You need a certain amount of industrial capital geared towards making these machines and GE is the only one that really does (excepting manufacturers overseas). A big part of the problem is that we don't have a good mechanism for introducing new small businesses to the market. You really need to know someone that needs a steady number of MRI machines on a regular basis to make a new MRI factory worth it, and unless you have that business connection you have no buyers.
So you’d need to have a single integrated business, just to get all that information in-house.
The same company could build the machines, and sell the MRI scanning service.
Then you’d need a lot of conversations with various doctor’s offices.
But there are probably lots of places who’d rather be able to provide patients with a lower-cost, lower-quality MRI, so it should be possible to collect a number of providers saying “if such a service exists, I’ll use it”.
My guess is there’s gonna be a lot of government money available soon for people who want to build new manufacturing capability in the US
*cough* single payer fixes all this *cough*
Sorry, cough has been acting up. I should go see a doctor with a MRI about that...

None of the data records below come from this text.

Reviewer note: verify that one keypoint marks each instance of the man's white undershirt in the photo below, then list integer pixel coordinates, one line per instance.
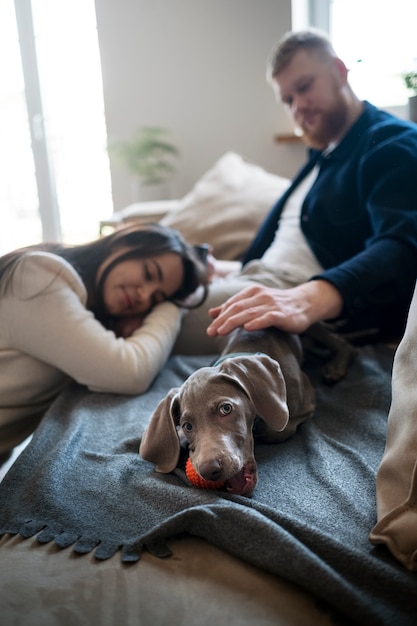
(289, 255)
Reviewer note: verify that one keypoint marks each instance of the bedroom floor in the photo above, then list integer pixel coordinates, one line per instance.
(198, 586)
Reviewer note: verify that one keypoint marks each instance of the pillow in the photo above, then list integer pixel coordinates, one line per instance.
(227, 205)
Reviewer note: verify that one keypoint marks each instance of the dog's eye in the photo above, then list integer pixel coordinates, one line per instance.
(225, 408)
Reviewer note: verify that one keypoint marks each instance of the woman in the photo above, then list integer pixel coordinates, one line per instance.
(66, 312)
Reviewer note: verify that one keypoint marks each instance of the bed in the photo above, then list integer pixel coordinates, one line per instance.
(91, 534)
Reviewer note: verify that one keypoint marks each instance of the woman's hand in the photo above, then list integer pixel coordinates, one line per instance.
(292, 310)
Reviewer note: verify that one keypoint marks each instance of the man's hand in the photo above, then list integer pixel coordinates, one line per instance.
(292, 310)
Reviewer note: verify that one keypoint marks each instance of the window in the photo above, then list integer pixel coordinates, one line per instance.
(377, 42)
(73, 177)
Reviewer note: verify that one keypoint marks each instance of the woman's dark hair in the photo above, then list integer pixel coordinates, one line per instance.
(142, 241)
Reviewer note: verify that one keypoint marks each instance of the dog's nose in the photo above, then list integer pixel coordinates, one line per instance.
(210, 470)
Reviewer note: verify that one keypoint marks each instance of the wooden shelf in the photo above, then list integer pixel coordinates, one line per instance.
(288, 138)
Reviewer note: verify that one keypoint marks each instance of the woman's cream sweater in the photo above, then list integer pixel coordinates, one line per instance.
(48, 337)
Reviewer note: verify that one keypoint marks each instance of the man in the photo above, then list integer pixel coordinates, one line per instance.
(342, 241)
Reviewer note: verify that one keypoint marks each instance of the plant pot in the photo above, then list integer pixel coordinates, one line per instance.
(412, 108)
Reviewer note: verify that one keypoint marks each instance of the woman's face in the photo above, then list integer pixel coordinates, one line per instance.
(134, 286)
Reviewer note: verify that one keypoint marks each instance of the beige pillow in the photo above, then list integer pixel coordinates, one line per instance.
(227, 205)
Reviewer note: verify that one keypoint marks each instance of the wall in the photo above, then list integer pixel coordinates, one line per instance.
(196, 67)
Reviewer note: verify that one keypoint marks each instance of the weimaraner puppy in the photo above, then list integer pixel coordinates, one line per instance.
(256, 389)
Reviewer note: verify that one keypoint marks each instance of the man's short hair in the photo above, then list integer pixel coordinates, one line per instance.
(311, 40)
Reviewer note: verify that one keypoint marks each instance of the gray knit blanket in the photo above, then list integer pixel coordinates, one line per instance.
(82, 483)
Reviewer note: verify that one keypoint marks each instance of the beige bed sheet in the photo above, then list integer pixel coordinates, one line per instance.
(41, 585)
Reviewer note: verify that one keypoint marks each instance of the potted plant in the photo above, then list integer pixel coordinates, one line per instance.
(149, 156)
(410, 80)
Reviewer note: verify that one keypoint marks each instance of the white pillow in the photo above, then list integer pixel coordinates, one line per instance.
(227, 205)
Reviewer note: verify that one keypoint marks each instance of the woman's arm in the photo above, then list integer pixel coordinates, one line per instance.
(49, 321)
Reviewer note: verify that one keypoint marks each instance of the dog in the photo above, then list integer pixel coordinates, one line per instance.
(257, 390)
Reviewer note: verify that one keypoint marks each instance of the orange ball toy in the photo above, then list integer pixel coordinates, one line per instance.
(197, 481)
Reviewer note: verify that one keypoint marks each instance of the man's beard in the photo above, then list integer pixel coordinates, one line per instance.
(332, 124)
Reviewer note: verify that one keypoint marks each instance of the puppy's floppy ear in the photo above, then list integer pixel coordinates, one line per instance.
(160, 443)
(262, 380)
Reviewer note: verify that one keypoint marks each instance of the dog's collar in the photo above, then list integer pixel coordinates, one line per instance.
(234, 355)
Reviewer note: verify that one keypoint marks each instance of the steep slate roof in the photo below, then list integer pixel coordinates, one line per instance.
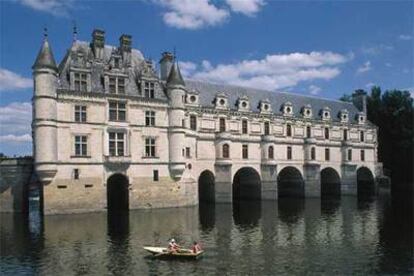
(208, 91)
(175, 78)
(45, 57)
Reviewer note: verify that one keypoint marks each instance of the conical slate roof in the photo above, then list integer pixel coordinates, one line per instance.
(175, 78)
(45, 58)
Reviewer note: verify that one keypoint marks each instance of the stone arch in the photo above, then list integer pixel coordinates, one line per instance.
(206, 187)
(246, 184)
(290, 183)
(365, 182)
(330, 183)
(117, 192)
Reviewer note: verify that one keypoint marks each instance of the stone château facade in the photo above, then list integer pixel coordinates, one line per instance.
(110, 132)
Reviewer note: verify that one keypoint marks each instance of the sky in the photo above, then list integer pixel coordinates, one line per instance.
(317, 48)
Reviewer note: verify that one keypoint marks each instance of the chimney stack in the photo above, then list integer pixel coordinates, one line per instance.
(166, 62)
(98, 43)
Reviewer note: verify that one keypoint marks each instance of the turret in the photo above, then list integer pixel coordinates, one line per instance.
(44, 113)
(176, 94)
(166, 63)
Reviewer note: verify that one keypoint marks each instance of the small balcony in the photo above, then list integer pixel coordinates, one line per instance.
(224, 135)
(117, 159)
(223, 162)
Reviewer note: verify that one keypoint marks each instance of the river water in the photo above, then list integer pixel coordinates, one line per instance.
(293, 237)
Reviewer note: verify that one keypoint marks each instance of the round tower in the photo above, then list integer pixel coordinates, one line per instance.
(176, 115)
(45, 114)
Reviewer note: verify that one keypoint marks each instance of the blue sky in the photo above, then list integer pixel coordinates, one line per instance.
(319, 48)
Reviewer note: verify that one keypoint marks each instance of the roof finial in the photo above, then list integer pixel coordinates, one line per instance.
(45, 32)
(75, 31)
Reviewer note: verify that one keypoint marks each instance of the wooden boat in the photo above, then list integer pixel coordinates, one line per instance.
(162, 252)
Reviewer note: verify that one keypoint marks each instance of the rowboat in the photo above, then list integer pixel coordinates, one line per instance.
(162, 252)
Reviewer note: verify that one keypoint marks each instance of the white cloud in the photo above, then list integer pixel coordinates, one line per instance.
(274, 71)
(246, 7)
(16, 118)
(192, 14)
(377, 49)
(314, 90)
(10, 138)
(364, 68)
(187, 68)
(369, 85)
(54, 7)
(12, 81)
(405, 37)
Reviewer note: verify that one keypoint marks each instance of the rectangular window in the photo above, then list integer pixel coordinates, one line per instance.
(116, 143)
(149, 89)
(117, 111)
(81, 145)
(350, 155)
(76, 174)
(313, 153)
(193, 122)
(244, 127)
(308, 132)
(116, 85)
(222, 124)
(80, 113)
(80, 81)
(288, 130)
(327, 154)
(149, 118)
(267, 128)
(289, 153)
(150, 147)
(326, 133)
(245, 151)
(112, 85)
(121, 86)
(155, 175)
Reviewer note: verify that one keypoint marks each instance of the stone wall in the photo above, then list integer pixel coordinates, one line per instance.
(15, 175)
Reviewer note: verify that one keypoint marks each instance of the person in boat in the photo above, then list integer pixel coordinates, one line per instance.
(173, 246)
(196, 247)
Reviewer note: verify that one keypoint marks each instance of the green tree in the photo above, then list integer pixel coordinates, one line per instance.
(392, 112)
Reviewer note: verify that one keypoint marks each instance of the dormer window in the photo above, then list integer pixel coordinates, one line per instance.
(243, 103)
(326, 113)
(116, 85)
(287, 109)
(221, 101)
(80, 82)
(344, 116)
(361, 118)
(116, 62)
(307, 111)
(149, 89)
(265, 106)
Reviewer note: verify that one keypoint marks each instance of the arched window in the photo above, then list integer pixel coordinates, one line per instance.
(267, 128)
(270, 152)
(288, 130)
(226, 151)
(313, 153)
(326, 133)
(308, 132)
(222, 125)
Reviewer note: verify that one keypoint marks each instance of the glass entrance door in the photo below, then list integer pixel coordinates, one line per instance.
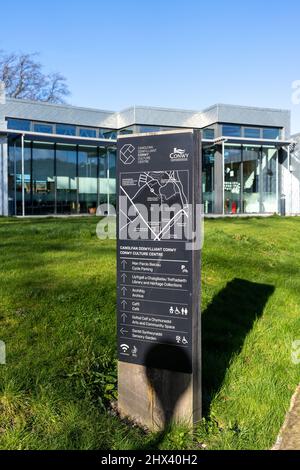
(250, 179)
(251, 176)
(232, 180)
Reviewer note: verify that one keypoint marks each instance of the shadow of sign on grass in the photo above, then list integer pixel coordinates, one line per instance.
(225, 325)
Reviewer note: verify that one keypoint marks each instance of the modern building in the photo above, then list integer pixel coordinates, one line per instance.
(59, 159)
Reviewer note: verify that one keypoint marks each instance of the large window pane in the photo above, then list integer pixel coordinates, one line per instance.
(65, 129)
(86, 132)
(232, 179)
(66, 180)
(43, 127)
(18, 124)
(231, 130)
(208, 171)
(251, 195)
(252, 132)
(15, 177)
(112, 177)
(269, 180)
(43, 183)
(103, 180)
(208, 133)
(271, 133)
(87, 179)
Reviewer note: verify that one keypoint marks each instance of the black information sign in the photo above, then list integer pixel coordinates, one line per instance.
(158, 256)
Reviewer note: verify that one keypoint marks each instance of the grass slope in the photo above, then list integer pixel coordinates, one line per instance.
(57, 318)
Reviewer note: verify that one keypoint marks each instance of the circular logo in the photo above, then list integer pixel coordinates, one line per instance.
(126, 154)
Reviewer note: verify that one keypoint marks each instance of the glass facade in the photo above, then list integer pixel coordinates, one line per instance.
(232, 179)
(208, 179)
(60, 178)
(73, 178)
(250, 179)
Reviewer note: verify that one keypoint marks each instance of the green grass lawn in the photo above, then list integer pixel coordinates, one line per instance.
(57, 318)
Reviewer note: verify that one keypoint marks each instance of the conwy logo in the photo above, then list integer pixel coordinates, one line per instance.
(126, 152)
(179, 154)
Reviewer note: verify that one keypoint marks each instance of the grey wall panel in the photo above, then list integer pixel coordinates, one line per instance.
(3, 177)
(24, 109)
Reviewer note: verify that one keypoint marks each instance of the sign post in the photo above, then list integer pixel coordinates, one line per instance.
(158, 277)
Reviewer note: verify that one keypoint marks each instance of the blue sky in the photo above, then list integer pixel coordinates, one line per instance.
(182, 54)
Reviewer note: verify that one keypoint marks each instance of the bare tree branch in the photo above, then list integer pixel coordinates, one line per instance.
(24, 78)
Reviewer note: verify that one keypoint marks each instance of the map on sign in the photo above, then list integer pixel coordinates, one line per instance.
(163, 194)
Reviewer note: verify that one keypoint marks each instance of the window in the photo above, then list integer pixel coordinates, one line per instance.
(108, 134)
(18, 124)
(252, 132)
(208, 133)
(43, 187)
(270, 133)
(85, 132)
(232, 130)
(43, 127)
(87, 179)
(149, 129)
(65, 129)
(66, 178)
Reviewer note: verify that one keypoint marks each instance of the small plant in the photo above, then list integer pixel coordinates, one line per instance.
(96, 377)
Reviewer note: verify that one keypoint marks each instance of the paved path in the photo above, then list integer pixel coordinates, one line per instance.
(289, 437)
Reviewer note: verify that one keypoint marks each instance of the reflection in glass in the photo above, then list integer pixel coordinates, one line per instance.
(232, 179)
(251, 196)
(15, 177)
(66, 180)
(208, 172)
(269, 179)
(43, 183)
(87, 179)
(65, 129)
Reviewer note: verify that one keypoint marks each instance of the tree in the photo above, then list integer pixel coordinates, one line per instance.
(23, 77)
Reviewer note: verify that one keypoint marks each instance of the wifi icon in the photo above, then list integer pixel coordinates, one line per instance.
(124, 347)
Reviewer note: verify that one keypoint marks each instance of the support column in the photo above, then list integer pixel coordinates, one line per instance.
(219, 180)
(3, 177)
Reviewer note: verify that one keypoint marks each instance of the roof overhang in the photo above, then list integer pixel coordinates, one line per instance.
(245, 140)
(58, 138)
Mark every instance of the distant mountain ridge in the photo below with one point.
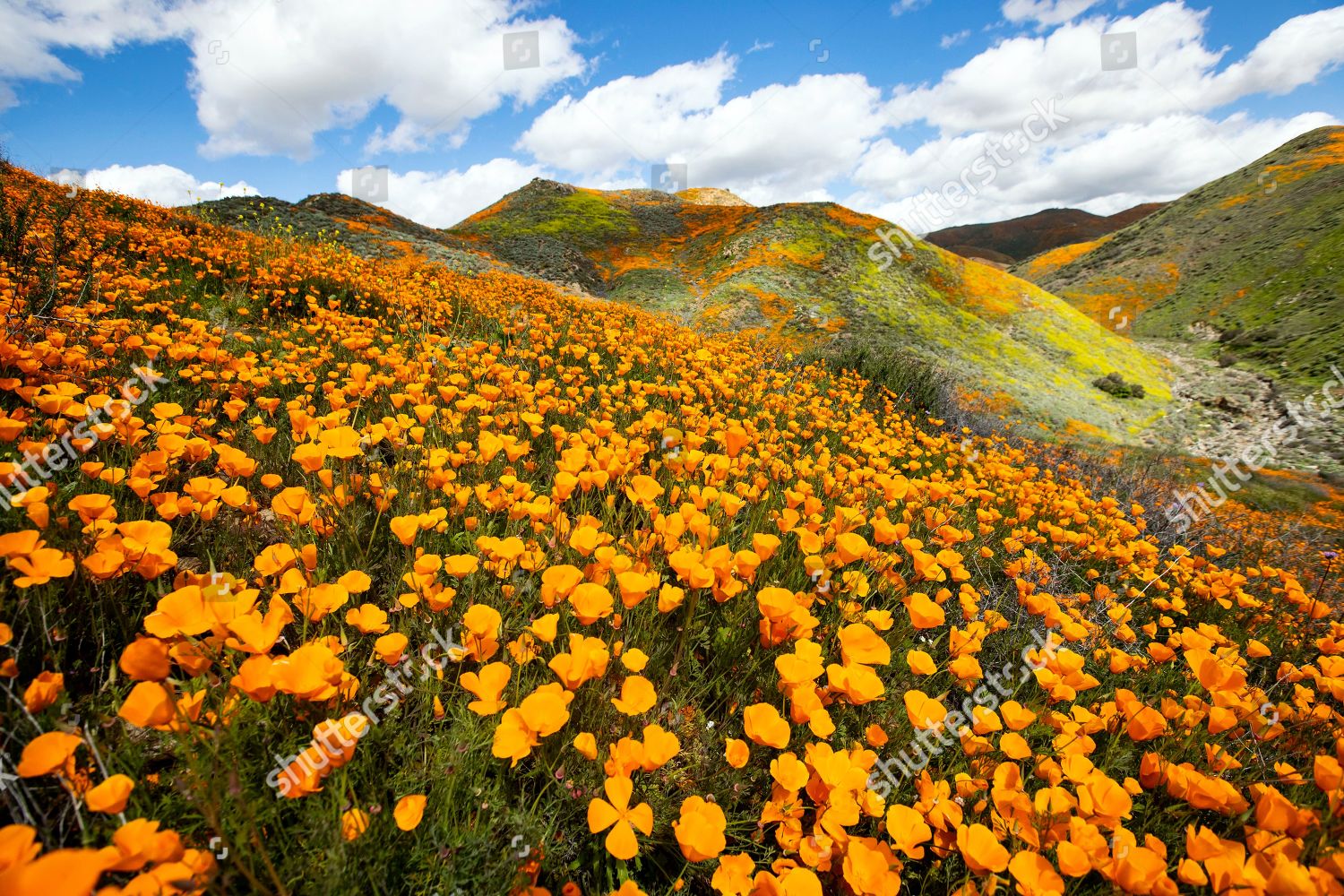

I'd go one further and say a National Health System fixes all this. Rather than paying a guy to pay a guy, you just have publicly financed clinics and hospitals. This is the traditional way of building up medical infrastructure, btw. City hospitals used to be the norm. We only entered the era of corporate consolidation when we sold off our public infrastructure for a song during the neoliberal turn of the 70s and 80s.